AMD's next GPU uarch is called "Polaris"

sontin · Jan 8, 2016

MrTeal said:
I didn't say otherwise. I just replied to monstercameron's post saying that looking for nVidia hardware and disabling Async Compute is exactly what Oxide said they did as they couldn't rely on the driver reporting to be accurate.

What? DX12 is a low level API. The developer is responsible to make it working. nVidia fully supports Async Compute.

MrTeal · Jan 8, 2016

sontin said:
What? DX12 is a low level API. The developer is responsible to make it working. nVidia fully supports Async Compute.

Again...

Kollock @ Oxide said:

Personally, I think one could just as easily make the claim that we were biased toward Nvidia as the only 'vendor' specific code is for Nvidia where we had to shutdown async compute. By vendor specific, I mean a case where we look at the Vendor ID and make changes to our rendering path. Curiously, their driver reported this feature was functional but attempting to use it was an unmitigated disaster in terms of performance and conformance so we shut it down on their hardware. As far as I know, Maxwell doesn't really have Async Compute so I don't know why their driver was trying to expose that. The only other thing that is different between them is that Nvidia does fall into Tier 2 class binding hardware instead of Tier 3 like AMD which requires a little bit more CPU overhead in D3D12, but I don't think it ended up being very significant. This isn't a vendor specific path, as it's responding to capabilities the driver reports.

Click to expand...

also

Oxide Games, developer of the highly-anticipated Ashes of the Singularity, has revealed that NVIDIA is working on a driver to fully implement DirectX 12’s Async Compute. According to Oxide developer Kollock, in a post on overclock.net, NVIDIA is in the process of refining its Async Compute driver, with the help of Oxide.

Kollock writes:

“We actually just chatted with Nvidia about Async Compute, indeed the driver hasn’t fully implemented it yet, but it appeared like it was. We are working closely with them as they fully implement Async Compute. We’ll keep everyone posted as we learn more.”

Click to expand...

I didn't write the game or the driver. I'm just going by what an Oxide developer has said happened with Async Compute in this case. Keep in mind that this happened last summer, and their driver very well might now have Async Compute fully implemented. Really this whole discussion should be forked to a new thread.

sontin · Jan 8, 2016

Look in the beyond3d.com thread. nVidia hardware supports Async Compute. It works for the application without problems.

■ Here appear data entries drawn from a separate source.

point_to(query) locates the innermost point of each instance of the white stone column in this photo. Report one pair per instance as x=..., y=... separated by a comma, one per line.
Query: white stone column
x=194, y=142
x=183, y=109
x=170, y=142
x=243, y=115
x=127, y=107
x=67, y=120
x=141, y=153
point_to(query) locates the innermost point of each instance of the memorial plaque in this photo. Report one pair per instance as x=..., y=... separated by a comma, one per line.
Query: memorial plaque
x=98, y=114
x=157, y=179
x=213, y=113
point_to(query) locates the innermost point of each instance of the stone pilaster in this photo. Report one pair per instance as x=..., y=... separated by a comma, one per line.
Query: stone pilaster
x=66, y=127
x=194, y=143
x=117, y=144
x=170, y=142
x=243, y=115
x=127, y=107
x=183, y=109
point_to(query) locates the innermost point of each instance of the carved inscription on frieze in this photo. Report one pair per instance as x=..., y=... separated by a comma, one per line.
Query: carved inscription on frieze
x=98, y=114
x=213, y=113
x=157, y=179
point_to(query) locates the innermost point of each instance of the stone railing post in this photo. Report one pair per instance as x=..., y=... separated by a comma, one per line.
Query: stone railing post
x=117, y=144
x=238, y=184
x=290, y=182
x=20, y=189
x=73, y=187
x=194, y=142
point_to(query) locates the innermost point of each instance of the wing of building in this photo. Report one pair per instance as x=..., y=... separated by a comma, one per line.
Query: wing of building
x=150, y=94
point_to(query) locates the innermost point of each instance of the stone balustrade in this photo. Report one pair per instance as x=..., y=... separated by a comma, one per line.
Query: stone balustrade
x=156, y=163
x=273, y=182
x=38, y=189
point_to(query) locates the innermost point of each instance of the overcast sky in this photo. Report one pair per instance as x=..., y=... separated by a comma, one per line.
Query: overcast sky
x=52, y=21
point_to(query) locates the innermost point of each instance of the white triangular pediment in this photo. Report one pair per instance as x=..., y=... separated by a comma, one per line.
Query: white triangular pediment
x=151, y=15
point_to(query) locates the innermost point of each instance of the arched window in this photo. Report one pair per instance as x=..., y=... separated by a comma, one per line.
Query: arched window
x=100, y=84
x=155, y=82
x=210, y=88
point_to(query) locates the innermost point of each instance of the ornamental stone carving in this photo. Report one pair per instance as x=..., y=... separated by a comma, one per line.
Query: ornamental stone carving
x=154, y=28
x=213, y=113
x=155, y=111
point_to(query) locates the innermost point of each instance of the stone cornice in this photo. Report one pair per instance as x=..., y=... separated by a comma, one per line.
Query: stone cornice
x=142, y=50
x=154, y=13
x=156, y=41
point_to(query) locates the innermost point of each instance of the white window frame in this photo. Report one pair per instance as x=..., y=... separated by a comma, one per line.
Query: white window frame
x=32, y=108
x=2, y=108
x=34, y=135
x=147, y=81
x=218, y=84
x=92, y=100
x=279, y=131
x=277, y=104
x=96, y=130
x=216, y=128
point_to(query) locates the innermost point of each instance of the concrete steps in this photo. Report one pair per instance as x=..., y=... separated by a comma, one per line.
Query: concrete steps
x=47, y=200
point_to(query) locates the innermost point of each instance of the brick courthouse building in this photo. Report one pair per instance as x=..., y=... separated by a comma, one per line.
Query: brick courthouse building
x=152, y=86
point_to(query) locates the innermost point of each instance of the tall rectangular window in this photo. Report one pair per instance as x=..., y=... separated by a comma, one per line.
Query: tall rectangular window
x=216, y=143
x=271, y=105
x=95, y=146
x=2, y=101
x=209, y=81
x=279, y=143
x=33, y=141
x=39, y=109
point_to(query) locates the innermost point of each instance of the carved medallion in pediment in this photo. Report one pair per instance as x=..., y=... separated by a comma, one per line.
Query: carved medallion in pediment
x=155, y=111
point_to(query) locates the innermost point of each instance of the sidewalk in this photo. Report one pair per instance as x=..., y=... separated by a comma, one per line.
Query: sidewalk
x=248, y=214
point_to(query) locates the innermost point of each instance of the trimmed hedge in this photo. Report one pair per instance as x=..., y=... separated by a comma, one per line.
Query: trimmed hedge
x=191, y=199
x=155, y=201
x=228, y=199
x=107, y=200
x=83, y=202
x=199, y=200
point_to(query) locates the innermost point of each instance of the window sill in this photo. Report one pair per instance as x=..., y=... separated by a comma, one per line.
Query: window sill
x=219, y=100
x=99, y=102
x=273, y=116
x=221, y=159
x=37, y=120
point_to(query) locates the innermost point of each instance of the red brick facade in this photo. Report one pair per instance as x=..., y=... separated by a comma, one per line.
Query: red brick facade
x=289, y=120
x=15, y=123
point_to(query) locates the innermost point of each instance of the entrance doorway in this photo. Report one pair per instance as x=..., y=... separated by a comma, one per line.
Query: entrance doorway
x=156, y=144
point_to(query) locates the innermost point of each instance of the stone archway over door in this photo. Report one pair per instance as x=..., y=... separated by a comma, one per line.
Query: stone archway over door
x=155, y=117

Oxide has written their application for AMD. And their implementation has shown a flaw in nVidia's implementation. But this wasnt a fault of nVidia because, and you can see it in beyond3d.com thread, Oxide hasnt used a real graphic + compute implementation. They used only the graphics pipeline and launched graphic and compute commands within this one pipeline.

ThatBuzzkiller · Jan 8, 2016

sontin said:
Look in the beyond3d.com thread. nVidia hardware supports Async Compute. It works for the application without problems.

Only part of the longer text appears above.